Sunday, January 10, 2010

Climate Change

We have started feeling the heat of climate change in a diffused form when we feel disheartened on not finding something we expected. It is usually associated with tourism. For example, all our lives, we learnt that hills are cool and that it snows there every winter. But often people visit the conventionally cooler places and end up getting dejected on seeing their beliefs turning false. I went to Joshimath so that I could visit Auli too and enjoy winters there. But unfortunately, there was very less snow. There was no point of going to Auli as snow wasn’t good enough for skiing. Even the films and songs that we indulged in while growing up, showed hills to be some kind of paradise. For instance, there was a song from the film Ram teri Ganga maili ho gayi, which said, “husna pahdaon ka, kya kehna ke baron mahine, yahan mausam jaadon ka” , meaning that hills are so beautiful because they have winters all 12 months. Although the song is still a rage in hills, but since the time when this song was written, climate has undergone dramatic change and it’s not so wintery any more. I get up every morning expecting to see some snow here, but even though it’s January time, there’s no snow. My acquaintances from plains keep trying to confirm that it is freezing cold here, but they too feel surprised when I tell them that weather is alright. It’s not that cold. In fact it is colder in Delhi and other surrounding places of northern India. That cold is evident in my mom’s voice when she calls me.

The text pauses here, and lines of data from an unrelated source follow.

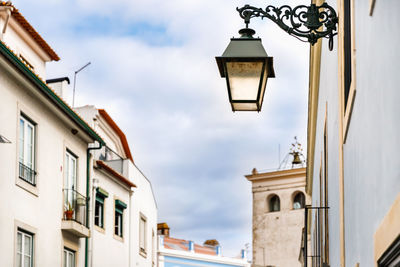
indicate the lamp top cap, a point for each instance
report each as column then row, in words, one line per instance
column 246, row 33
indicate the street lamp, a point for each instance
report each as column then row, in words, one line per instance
column 245, row 64
column 246, row 67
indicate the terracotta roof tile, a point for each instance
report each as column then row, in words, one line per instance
column 48, row 87
column 31, row 31
column 120, row 133
column 114, row 173
column 181, row 244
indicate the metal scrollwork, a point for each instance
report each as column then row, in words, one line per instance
column 306, row 23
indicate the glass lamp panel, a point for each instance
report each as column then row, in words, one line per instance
column 244, row 106
column 65, row 259
column 244, row 79
column 263, row 85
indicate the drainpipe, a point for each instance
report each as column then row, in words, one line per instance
column 88, row 156
column 8, row 10
column 130, row 227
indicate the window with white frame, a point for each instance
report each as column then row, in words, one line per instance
column 119, row 217
column 24, row 249
column 101, row 195
column 70, row 171
column 26, row 153
column 69, row 258
column 142, row 234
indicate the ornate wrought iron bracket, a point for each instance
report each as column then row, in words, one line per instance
column 306, row 23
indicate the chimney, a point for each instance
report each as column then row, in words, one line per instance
column 60, row 86
column 163, row 229
column 191, row 246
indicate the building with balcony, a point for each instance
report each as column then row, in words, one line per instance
column 44, row 171
column 353, row 139
column 173, row 252
column 123, row 208
column 73, row 198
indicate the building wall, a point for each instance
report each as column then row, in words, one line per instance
column 277, row 235
column 143, row 203
column 38, row 208
column 370, row 154
column 108, row 249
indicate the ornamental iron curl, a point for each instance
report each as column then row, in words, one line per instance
column 306, row 23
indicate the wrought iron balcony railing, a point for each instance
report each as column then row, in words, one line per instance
column 75, row 206
column 27, row 174
column 112, row 159
column 317, row 253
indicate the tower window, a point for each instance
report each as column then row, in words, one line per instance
column 274, row 204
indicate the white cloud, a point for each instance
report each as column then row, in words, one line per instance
column 161, row 84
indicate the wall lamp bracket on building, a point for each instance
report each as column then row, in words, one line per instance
column 306, row 23
column 245, row 64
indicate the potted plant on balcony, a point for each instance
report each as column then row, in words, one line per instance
column 69, row 211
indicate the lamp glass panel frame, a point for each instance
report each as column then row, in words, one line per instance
column 244, row 104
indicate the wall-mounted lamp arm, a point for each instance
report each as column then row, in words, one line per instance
column 306, row 23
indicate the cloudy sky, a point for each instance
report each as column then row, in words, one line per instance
column 153, row 69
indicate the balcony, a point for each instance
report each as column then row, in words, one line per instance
column 74, row 215
column 112, row 159
column 27, row 174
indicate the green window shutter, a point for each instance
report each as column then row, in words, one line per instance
column 101, row 192
column 100, row 198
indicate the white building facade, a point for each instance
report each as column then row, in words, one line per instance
column 71, row 194
column 44, row 169
column 279, row 200
column 124, row 210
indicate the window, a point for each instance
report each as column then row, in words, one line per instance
column 70, row 171
column 26, row 62
column 24, row 249
column 119, row 216
column 69, row 258
column 142, row 234
column 274, row 203
column 299, row 201
column 27, row 150
column 101, row 194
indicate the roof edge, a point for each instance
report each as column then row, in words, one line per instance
column 8, row 54
column 120, row 133
column 114, row 173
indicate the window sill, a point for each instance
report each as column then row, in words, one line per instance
column 119, row 238
column 99, row 229
column 142, row 253
column 27, row 186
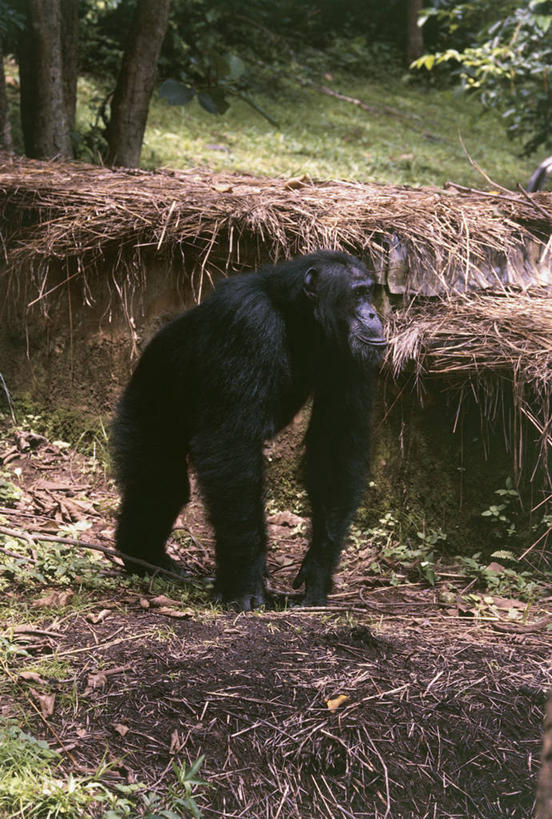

I imagine how much disappointed our kids would be when they will see no characteristics of weather they read in books or watch in films when they actually visit such a place. Even the notion of ‘river’ has changed. Often while travelling I see some water body which natives of that place refer to as river, but to me it doesn’t look like anything more than liquid spill. It will be sad if kids were to see rivers and trees and green pastures only in books and photos. I can see at least some snow, albeit in farther hills. But I doubt my kids will see even that much snow. I am still an outsider in hills. My disappointment is temporary. After I go back to Delhi, I might forget it all. But for the people in villages here different types of weathers have strong connection with the life and culture here. Their festivals are associated with different seasons. They look forward to play in snow every year. Even though it is cold, they enjoy snow as it’s a part of their calendar. They make makeshift boards and do snow boarding. These people must be deeply saddened with this varying pattern of weather.

I guess people are not so active in preserving climate even now because, climate change hasn’t been strong enough to hit the very existence of lot of people in an obvious manner. Droughts and floods in unlikely places are of course result of climate change only. But such causal relationship is not obvious enough for a common man to become sensitive and take action. Humans anyway have strongest tendency to adapt, so if the change is not very huge and quick, people can get used to such things as falling rainfall or lack of snow. As long it is not as widespread and obvious as some kind of epidemic, people will not respond much on a large scale for example carrying out districts wide forestation. But people should learn from their follies. They should not wait for a crisis to actually hit their door for them to get their a** moving. I think environmentalists too will not do harm if they create an atmosphere of fear which can force people to become active in saving climate.